Key findings
In 98 (95%) of the 103 test-treatment RCTs, descriptions of interventions did not mention all the components necessary to characterize test-treatment strategies. Only five trials (5%) provided a description of tests and test methods, treatment methods and decision-making across all study groups, none of which also provided a complete care pathway diagram. We noted that test-treatment interventions for control groups were particularly poorly reported. Descriptions of experimental interventions most often provided details of tests, but less than half gave details of diagnostic and management decision-making, and less than a quarter mentioned which treatments were subsequently used.
In many of these circumstances, failure to describe the test-treatment interventions will make it impossible for clinicians to assess whether the trial is applicable to their practice, nor be able to implement the test-treatment intervention should they choose. The potential implications of such poor reporting is that the time and resources invested in these trials may be largely wasted [37].
Interpretation of findings
Our study is the first to analyze the reporting quality of interventions in RCTs of test-treatment strategies. Other studies evaluating the reporting quality of complex interventions have noted inadequate descriptions of interventions in 87% of back-pain RCTs [38], 59% of surgical treatment trials [5] and 61% of non-pharmacological intervention RCTs [4]. Our finding that test-treatment strategies are inadequately described by 95% of trials suggests that there are additional challenges to describing these interventions. We present three explanations for our findings.

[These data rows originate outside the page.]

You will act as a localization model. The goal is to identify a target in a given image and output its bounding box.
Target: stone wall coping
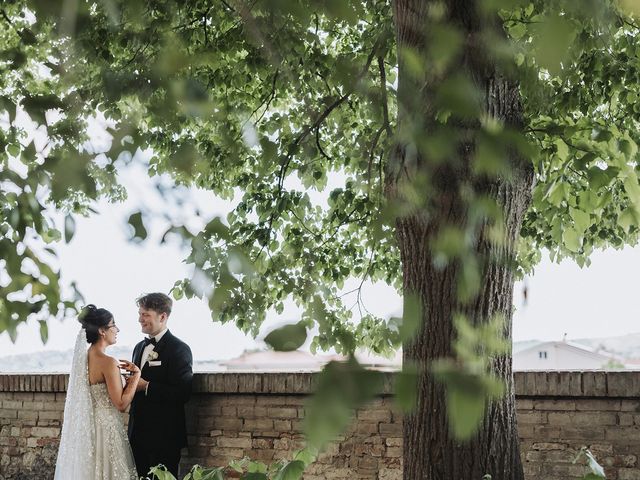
[0,370,640,398]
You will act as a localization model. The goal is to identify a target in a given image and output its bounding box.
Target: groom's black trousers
[131,444,180,478]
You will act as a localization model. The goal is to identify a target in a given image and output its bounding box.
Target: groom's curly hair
[136,293,173,316]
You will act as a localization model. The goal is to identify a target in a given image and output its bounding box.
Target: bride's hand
[120,360,140,377]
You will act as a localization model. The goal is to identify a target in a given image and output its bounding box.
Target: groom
[129,293,193,478]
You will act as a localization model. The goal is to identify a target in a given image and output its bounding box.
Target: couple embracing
[55,293,193,480]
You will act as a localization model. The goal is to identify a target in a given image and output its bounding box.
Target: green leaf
[618,208,640,233]
[562,228,582,253]
[64,214,76,243]
[264,322,307,352]
[240,472,269,480]
[128,212,147,240]
[532,12,577,75]
[149,465,176,480]
[569,208,591,235]
[7,144,22,157]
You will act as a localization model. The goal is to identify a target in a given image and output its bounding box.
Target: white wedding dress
[54,329,138,480]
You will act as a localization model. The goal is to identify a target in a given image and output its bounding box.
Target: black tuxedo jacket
[129,331,193,450]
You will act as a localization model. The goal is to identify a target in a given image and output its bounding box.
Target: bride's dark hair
[78,304,113,343]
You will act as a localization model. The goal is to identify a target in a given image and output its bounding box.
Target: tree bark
[386,0,533,480]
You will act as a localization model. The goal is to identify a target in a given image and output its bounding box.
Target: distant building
[513,341,623,371]
[219,350,402,372]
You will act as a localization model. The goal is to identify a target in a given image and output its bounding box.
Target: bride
[54,305,140,480]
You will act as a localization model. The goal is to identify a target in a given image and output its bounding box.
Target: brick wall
[0,372,640,480]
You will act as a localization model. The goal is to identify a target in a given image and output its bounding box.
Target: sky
[0,162,640,360]
[0,111,640,361]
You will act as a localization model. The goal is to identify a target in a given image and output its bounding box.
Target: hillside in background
[0,333,640,373]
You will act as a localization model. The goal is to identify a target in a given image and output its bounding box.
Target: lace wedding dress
[54,329,138,480]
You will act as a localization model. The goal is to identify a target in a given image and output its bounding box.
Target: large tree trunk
[386,0,533,480]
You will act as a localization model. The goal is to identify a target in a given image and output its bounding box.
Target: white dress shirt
[140,328,167,369]
[140,328,168,396]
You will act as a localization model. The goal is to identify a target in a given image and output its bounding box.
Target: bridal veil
[54,328,95,480]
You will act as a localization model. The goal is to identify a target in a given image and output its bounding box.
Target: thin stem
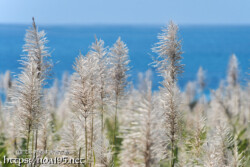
[84,117,88,167]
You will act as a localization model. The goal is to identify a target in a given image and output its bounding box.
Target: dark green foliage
[106,119,122,166]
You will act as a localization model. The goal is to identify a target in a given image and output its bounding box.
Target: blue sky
[0,0,250,24]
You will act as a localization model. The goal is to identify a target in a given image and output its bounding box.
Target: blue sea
[0,24,250,90]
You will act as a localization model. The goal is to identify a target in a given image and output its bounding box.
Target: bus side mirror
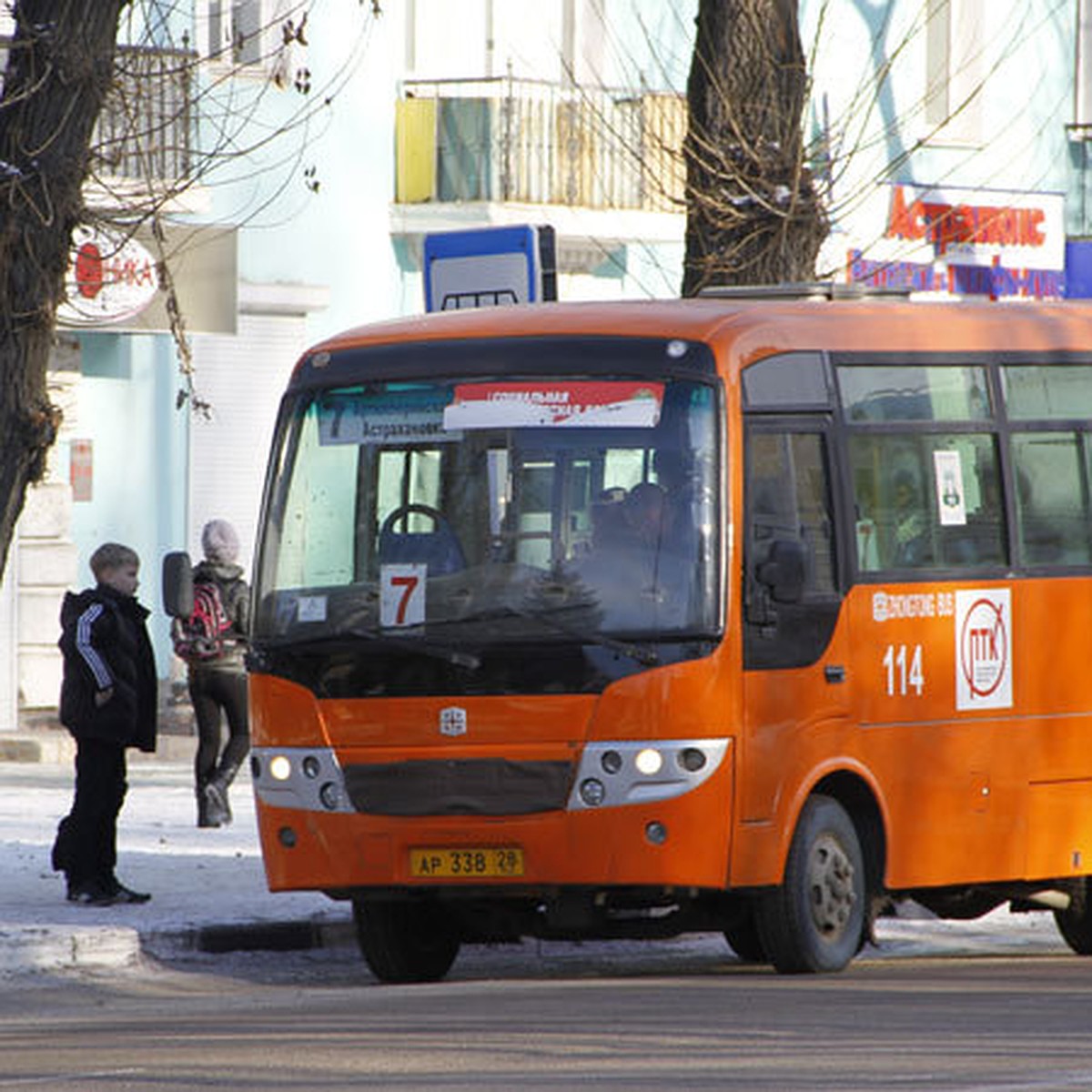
[755,539,804,602]
[163,551,193,618]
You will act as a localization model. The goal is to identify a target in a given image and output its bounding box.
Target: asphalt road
[0,941,1092,1092]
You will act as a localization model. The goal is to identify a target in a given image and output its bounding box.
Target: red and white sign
[443,380,664,430]
[885,184,1066,269]
[956,588,1012,709]
[56,226,159,327]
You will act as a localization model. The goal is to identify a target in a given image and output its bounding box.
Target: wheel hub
[808,834,855,940]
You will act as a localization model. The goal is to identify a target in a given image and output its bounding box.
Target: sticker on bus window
[956,588,1012,709]
[933,451,966,528]
[379,563,428,629]
[296,595,327,622]
[443,380,664,428]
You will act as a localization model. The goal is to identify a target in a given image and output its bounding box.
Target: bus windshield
[253,377,720,662]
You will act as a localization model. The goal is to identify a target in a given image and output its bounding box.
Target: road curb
[0,921,356,976]
[0,925,141,974]
[0,731,197,765]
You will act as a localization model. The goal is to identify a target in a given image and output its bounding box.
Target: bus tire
[758,794,868,974]
[353,900,460,983]
[1054,875,1092,956]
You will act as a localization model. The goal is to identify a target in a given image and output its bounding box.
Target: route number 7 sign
[379,563,428,629]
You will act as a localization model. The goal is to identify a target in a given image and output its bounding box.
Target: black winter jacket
[58,584,157,752]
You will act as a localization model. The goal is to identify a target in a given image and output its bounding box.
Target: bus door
[739,414,850,836]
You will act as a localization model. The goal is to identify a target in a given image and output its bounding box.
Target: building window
[1074,0,1092,137]
[924,0,987,144]
[197,0,294,76]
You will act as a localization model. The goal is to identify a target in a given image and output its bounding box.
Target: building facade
[0,0,690,731]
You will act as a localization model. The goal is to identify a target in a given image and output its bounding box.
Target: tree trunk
[682,0,828,296]
[0,0,126,573]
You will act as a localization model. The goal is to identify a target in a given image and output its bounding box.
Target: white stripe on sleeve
[76,602,114,690]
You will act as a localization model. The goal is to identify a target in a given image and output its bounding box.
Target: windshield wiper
[251,626,481,672]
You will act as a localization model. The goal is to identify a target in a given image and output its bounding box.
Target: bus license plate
[410,845,523,879]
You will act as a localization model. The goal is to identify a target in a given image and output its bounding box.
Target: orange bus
[243,294,1092,982]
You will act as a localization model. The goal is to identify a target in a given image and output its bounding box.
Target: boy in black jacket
[53,542,157,906]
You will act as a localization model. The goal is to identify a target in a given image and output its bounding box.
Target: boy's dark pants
[54,739,127,889]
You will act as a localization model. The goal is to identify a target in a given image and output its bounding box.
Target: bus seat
[379,523,466,577]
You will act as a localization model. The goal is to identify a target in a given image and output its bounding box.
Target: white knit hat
[201,520,239,563]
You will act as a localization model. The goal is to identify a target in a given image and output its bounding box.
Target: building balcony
[92,46,197,189]
[392,77,686,253]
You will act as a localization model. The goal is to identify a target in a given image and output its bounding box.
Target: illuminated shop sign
[846,184,1066,299]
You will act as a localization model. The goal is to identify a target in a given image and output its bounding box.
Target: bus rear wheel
[1054,875,1092,956]
[758,794,867,974]
[353,900,460,983]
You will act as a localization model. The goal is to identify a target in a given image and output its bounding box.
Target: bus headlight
[269,754,291,781]
[567,736,732,812]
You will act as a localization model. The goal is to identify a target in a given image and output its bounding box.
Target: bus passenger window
[746,431,835,594]
[1011,432,1092,566]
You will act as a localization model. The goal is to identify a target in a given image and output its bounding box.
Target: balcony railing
[92,46,197,180]
[395,77,686,212]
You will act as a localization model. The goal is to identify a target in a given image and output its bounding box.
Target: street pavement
[0,732,351,976]
[0,732,1068,976]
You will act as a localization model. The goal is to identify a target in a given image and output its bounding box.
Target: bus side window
[1011,431,1092,566]
[746,430,835,596]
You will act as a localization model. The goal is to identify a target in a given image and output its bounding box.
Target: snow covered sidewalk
[0,759,350,973]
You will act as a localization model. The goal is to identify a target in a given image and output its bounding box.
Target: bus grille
[344,758,572,815]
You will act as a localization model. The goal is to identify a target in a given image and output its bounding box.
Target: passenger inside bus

First, many trials have used an approach that solely specifies a new test in the study arm against a control arm of standard care, without providing any further specification of the test-treatment intervention in either arm. Overall 24% (25/103) of trials reported only the tests used in the different arms, while 8 of the 10 trials comparing new tests against a control arm of standard care failed to specify the tests or any subsequent details of management and treatment in the control arm. For example, a trial of routine lumbar X-ray in patients with acute lower back pain (LBP) simply described the interventions as: “In addition to receiving the usual care for patients with LBP, the intervention group patients had lumbar spine radiography at the baseline interview. The control group received the usual care without lumbar spine radiography” [39]. These trials typically neither specified nor recorded how test results were used for decision-making, what pathologies were diagnosed, or what treatments were actually used.
Secondly, test-treatment pathways may be difficult to describe, or even enumerate, due to the myriad of possible downstream actions following a test. We know from trials of complex therapeutic interventions that decision-making processes are very difficult to circumscribe into standardized, rigid protocols, and these problems could account for the poor descriptions we observed of clinical examinations, tele-medical consultations and multiple-test interventions (Table 5). On the other hand we found complex endoscopic techniques were often standardized and well described, despite often being part of multistage diagnostic processes.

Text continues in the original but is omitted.